This is where extreme care is necessary, as it is so easy to drive a scalpel or blade into hands or fingers, stopping any further work on the layout for a few days! This is why the purchase of a knife- resistant glove is essential for any cutting project – trust me!
Taking the chisel-bladed tool, I gently pare off the chairs/spike plates from the two ties either side of the cut rail ends (see photo above). It is only necessary to go deep enough to allow for the track joiner. It is important to be very careful not to ‘lift’ the rail from the other spikes/chairs because once damaged, they will not hold the rail securely. If it is to be an insulated joint, then I try to put some bend in the rail before pinning down as insulated rail joiners have less strength. If possible I avoid using insulated joiners on curves for this reason. A worthwhile tip is to use the blade with the bevel facing down, as it will cause the blade to always try to climb back out of the cut. This will help prevent cutting too deep into the tie, or even cutting right through! Please note that the cuts I have made in the photos are larger than they need to be.
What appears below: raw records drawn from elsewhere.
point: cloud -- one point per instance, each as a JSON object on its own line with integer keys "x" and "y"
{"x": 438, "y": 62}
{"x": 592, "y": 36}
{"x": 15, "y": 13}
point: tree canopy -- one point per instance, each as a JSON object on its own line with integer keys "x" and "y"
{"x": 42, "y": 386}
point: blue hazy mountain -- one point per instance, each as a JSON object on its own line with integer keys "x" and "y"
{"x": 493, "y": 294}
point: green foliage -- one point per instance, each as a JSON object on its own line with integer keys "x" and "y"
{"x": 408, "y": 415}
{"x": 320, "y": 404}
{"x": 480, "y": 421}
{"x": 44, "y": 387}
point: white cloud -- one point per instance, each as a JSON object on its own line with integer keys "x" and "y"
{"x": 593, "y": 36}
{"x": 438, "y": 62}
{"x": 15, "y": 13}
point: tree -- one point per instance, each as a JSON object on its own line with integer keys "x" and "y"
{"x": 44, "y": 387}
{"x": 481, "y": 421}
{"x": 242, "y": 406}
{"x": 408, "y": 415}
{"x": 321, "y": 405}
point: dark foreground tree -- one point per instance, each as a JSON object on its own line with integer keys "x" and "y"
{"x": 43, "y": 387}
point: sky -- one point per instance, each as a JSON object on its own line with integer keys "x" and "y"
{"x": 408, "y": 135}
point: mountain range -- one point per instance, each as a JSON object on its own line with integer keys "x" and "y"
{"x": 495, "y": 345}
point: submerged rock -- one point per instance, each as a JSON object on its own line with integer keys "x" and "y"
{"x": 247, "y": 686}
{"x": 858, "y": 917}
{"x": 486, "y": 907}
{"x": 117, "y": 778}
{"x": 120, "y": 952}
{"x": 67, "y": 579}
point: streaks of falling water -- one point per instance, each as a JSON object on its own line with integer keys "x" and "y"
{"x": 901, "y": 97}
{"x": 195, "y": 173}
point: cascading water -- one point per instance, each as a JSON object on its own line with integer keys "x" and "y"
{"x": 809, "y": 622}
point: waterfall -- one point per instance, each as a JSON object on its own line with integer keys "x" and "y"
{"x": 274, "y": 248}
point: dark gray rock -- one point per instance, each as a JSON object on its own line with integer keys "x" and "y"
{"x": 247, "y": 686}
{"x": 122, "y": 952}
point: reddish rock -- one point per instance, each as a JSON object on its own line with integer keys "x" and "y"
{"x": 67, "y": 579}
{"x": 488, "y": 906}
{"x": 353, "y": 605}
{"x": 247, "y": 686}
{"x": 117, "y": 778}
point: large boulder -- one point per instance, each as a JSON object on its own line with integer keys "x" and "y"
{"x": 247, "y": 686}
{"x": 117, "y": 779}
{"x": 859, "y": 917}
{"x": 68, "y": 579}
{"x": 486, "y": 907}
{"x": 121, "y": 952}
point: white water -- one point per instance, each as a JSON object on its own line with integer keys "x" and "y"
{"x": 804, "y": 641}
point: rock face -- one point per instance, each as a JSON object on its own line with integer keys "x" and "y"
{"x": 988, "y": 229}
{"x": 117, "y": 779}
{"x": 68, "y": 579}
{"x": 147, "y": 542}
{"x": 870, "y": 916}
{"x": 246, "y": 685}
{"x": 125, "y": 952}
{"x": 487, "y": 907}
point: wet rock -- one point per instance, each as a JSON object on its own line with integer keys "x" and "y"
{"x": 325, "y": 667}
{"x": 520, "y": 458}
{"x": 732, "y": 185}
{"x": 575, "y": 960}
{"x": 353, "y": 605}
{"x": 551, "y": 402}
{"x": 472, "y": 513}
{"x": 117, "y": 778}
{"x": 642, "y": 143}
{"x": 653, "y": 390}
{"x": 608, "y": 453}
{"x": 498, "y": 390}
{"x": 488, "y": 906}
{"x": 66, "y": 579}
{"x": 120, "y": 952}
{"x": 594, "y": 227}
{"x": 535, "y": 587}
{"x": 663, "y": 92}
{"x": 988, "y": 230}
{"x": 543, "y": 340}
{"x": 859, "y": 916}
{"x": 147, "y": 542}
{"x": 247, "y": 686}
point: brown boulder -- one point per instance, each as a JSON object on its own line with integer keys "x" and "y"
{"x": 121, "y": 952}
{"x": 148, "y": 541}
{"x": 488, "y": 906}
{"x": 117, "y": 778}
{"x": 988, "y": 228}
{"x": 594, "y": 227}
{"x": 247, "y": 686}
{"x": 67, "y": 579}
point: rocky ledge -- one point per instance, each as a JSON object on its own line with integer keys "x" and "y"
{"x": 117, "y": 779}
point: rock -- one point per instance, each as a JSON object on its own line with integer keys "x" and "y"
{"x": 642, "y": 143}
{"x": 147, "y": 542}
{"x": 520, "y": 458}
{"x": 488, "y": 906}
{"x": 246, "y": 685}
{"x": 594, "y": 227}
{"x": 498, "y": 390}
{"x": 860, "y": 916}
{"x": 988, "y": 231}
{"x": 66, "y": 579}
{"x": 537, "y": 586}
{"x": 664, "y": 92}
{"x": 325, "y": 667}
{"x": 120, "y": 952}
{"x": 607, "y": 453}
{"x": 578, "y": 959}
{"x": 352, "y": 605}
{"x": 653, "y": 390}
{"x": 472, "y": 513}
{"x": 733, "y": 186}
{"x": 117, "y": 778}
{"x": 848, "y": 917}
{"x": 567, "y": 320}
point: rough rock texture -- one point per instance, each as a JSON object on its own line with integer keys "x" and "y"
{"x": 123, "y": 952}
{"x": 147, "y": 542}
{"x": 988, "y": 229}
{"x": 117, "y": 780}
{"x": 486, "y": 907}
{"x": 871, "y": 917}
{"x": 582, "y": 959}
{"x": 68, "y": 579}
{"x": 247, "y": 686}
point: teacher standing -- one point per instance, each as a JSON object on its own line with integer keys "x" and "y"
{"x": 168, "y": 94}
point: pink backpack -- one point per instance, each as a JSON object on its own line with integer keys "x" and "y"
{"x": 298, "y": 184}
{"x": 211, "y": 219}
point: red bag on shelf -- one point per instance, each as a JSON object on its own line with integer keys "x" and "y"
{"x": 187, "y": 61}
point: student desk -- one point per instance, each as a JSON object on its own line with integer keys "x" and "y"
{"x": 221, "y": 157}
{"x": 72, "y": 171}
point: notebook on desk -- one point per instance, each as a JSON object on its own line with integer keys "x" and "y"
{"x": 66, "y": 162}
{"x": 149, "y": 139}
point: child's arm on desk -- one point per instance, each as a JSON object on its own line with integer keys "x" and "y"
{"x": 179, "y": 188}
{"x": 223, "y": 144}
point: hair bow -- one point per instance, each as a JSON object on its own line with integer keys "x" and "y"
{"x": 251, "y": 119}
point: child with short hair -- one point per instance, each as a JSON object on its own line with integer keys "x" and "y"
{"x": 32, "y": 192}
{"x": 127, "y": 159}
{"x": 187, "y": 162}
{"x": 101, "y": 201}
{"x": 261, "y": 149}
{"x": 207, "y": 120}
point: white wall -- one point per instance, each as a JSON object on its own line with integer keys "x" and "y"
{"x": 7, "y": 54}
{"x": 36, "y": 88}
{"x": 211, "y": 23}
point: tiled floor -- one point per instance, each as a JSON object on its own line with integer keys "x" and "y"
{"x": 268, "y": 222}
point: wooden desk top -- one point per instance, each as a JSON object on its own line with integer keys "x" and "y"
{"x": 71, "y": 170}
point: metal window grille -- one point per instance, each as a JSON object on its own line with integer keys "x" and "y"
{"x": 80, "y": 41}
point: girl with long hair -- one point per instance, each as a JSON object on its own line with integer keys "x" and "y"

The rail joiner can now be gently slid onto the fixed rail. I always use a new track joiner here unless I am going to add extra droppers or link the rails with a wire soldered to the rail each side of the join. I now pull out both scrap lengths of rail and am left with staggered ends of rail and a couple of inches of just ties (see photo top right).
I now turn my attention to the outside rail and find a similar place 1”-2” (25mm-50mm) from the end of the track length and repeat the process. You will see that I have slipped the scrap length of rail back in where it should be to assist in holding the rail for the second cut and chair/spike removal.
I now pull out both scrap lengths of rail and am left with staggered ends of rail and a couple of inches of just ties (see photo below right).
I gently pull each rail clear of the spikes from the next track length using the flat-faced pliers (again see the following photo). I only need to pull enough to slide into the unoccupied retainers on the pinned rail. I try not to pull more than is necessary. The alternative is to snip the web on the new length about 2” from the end and pull these ties off. I then only have to slide one rail the rest of the way in. It is important to ensure that there is no damage to the end of the rail, snipping off, and/or cleaning up any damage with a small, fine file. I then slide both rails into the rows of empty spikes/chairs before butting the rails up in the new previously positioned track joiners on the fixed rail ends.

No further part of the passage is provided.